“For if He causes grief, Then He will have compassion, According to His abundant lovingkindness. For He does not afflict willingly, or grieve the sons of men.” Lam 3:32-33 (NASB)
Elisabeth Elliot defined suffering as wanting what you don’t have or having what you don’t want. I never wanted to lose my beloved husband, my closest friend, the father for my two boys, and my intimate pastor. I have been given the gift of widowhood and honestly… I don’t want it! What do you have that you wish you could return or re-gift… What do you want that God seems to withhold?
No matter what suffering we may be experiencing, we can find solace in knowing God’s heart of compassion, and finding contentment, by trusting His perfect love, time and provision for his children. He is not purposefully making our lives miserable. God desires us to surrender our cares and cling to Him as we are knit to him in the womb of dependence and trust. Its in this dark gulf where we find peace and joy from Him alone despite the looming circumstance all around us. He does not want us to rely on the temporary things of this world, but on our unshakeable source of life—Jesus Christ.
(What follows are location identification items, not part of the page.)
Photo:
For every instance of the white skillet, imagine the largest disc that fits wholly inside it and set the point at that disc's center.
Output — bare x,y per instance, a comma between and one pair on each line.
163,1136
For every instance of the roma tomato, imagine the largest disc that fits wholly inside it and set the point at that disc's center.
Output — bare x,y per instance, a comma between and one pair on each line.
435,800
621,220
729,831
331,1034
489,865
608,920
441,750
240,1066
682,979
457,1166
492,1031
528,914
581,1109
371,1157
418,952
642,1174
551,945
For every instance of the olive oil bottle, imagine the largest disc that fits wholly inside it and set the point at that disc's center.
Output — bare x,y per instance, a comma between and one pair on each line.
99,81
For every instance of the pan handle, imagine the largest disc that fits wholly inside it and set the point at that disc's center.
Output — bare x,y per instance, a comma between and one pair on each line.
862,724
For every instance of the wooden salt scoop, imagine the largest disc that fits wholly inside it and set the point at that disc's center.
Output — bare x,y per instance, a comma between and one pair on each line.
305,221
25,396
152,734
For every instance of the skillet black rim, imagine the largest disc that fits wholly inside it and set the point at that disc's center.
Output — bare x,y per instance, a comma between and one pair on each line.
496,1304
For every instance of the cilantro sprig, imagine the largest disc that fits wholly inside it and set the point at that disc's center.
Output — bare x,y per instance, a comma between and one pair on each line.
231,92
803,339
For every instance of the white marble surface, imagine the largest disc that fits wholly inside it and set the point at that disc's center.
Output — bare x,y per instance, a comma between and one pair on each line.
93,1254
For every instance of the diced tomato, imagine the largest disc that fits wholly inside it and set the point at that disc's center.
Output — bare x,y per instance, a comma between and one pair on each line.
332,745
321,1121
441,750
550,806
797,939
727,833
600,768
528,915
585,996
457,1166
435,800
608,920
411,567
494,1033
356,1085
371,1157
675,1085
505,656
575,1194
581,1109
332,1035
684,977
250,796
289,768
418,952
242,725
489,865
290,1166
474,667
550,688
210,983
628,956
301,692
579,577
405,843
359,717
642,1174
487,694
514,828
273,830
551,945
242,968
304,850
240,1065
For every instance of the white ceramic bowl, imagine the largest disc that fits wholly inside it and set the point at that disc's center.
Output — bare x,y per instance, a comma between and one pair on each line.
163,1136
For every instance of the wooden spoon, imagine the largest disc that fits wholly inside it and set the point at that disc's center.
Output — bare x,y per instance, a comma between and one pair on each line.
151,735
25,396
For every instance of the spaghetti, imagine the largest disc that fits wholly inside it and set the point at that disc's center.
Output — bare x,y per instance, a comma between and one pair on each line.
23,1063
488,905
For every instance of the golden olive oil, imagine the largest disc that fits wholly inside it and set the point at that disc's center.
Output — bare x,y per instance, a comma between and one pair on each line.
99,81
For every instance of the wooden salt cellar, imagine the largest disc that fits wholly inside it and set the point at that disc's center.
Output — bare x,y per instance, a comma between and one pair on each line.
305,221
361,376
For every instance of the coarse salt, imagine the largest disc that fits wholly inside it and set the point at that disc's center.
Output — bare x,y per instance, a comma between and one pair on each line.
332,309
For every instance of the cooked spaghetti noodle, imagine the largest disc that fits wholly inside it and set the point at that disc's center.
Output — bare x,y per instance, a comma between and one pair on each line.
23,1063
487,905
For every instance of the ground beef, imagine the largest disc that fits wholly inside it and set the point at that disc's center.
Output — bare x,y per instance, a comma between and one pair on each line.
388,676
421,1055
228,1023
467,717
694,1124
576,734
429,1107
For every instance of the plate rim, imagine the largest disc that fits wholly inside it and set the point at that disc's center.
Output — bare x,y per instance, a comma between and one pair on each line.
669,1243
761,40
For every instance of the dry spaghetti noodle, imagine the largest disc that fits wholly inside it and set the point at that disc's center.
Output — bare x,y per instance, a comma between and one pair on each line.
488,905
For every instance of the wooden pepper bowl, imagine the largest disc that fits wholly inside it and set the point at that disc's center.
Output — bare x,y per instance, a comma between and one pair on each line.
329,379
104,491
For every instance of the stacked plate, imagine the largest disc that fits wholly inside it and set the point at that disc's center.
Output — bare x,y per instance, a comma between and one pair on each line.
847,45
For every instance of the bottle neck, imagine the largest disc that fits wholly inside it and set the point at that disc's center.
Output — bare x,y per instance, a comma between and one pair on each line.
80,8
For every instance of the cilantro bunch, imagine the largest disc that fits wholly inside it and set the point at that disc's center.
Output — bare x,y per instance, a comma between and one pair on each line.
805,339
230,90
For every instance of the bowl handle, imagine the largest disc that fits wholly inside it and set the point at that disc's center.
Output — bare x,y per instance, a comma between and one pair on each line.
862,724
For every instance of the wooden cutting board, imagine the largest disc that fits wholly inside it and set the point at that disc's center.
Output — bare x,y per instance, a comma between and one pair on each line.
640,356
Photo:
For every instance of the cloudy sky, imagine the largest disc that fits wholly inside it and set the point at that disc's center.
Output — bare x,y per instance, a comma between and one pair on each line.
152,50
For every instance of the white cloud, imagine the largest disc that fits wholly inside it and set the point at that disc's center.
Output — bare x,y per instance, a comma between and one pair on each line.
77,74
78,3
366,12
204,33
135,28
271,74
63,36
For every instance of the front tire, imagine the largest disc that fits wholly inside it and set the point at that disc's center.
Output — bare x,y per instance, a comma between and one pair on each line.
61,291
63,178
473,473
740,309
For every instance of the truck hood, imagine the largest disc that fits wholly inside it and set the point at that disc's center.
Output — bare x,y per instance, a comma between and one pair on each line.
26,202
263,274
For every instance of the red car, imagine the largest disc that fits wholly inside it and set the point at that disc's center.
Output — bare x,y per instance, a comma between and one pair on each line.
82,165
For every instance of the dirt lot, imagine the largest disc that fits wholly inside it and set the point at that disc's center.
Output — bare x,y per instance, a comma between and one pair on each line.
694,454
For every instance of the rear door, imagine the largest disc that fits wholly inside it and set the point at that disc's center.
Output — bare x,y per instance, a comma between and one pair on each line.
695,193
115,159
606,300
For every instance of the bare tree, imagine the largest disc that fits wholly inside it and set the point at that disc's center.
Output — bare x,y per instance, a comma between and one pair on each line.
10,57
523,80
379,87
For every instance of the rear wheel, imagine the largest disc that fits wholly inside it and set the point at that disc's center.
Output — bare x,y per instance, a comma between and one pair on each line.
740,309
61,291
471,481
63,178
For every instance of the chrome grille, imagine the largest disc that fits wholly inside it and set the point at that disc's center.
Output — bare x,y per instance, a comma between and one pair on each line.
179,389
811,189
Although it is God’s will for us to suffer that we’d to grow closer to Christ—he is not a cosmic kill joy. As a loving father, He wants to give us good gifts. “Or which one of you, if his son asks him for bread, will give him a stone? Of if he asks for a fish, will give him a serpent? If you then, who are evil, know how to give good gifts to your children, how much more will your Father who is in heaven give good things to those who ask him!” (Mt 7:9-11) Nathan loves to eat cholate chip cookies but since he has an intolerance to dairy, often he can’t have them while the rest of the kids chomp away. As his parent, my heart breaks for him, so I give him ones without dairy. He has come to the point where he trusts me when we are out and other kids eat cookies but he simply watches. I withhold those from him because they hurt his tummy. However, I am eager to give him the ones that he can not only savor, but ones his body can digest.
In Job’s life, God allowed Satan to inflict much pain and suffering for no apparent reason. This poor man lost all his children and possessions. Then, to top it off his body was brutally afflicted from head to toe, and people around him misjudged the situation. His friends accused him of sin! The one person he didn’t lose, His wife was not the loving helpmate and grace of life meant to encourage him—she urged him to curse God and die! Yet in Job’s pain, his faith grew astronomically. At the end God showed such lovingkinness to not only restore all Job had, but to bless him even more than ever before.
What does this mean in my life and yours? I don’t know about you, but for me it means relief. I must confess that I starting crying when I came across this verse… it touched my soul to be reassured that God is not willingly afflicting me and that he does not desire for me to camp in my grief. When my heart is heavy and my faith strains to see beyond the miry fog, I can move forward and trust he will be with me and for me always.
Our new life has had it’s challenges and joys. The grief class I’m taking has continued to encourage me. I see that healing comes by continually turning to God as my Refuge. I’m assured that moving forward does not mean moving on. I no longer wonder if there’s something wrong with me for having genuine peace and even joy. My love for Josh is not measured on the way I grieve. I can rejoice and thank God for who he is continuing to make me and the boys to be, and how much he is having us grow from the trials he’s ordained. When I sense other’s don’t understand my unique pain or misjudge my joy, I can give it to my heavenly Father and rest in His strong yet gentle arms.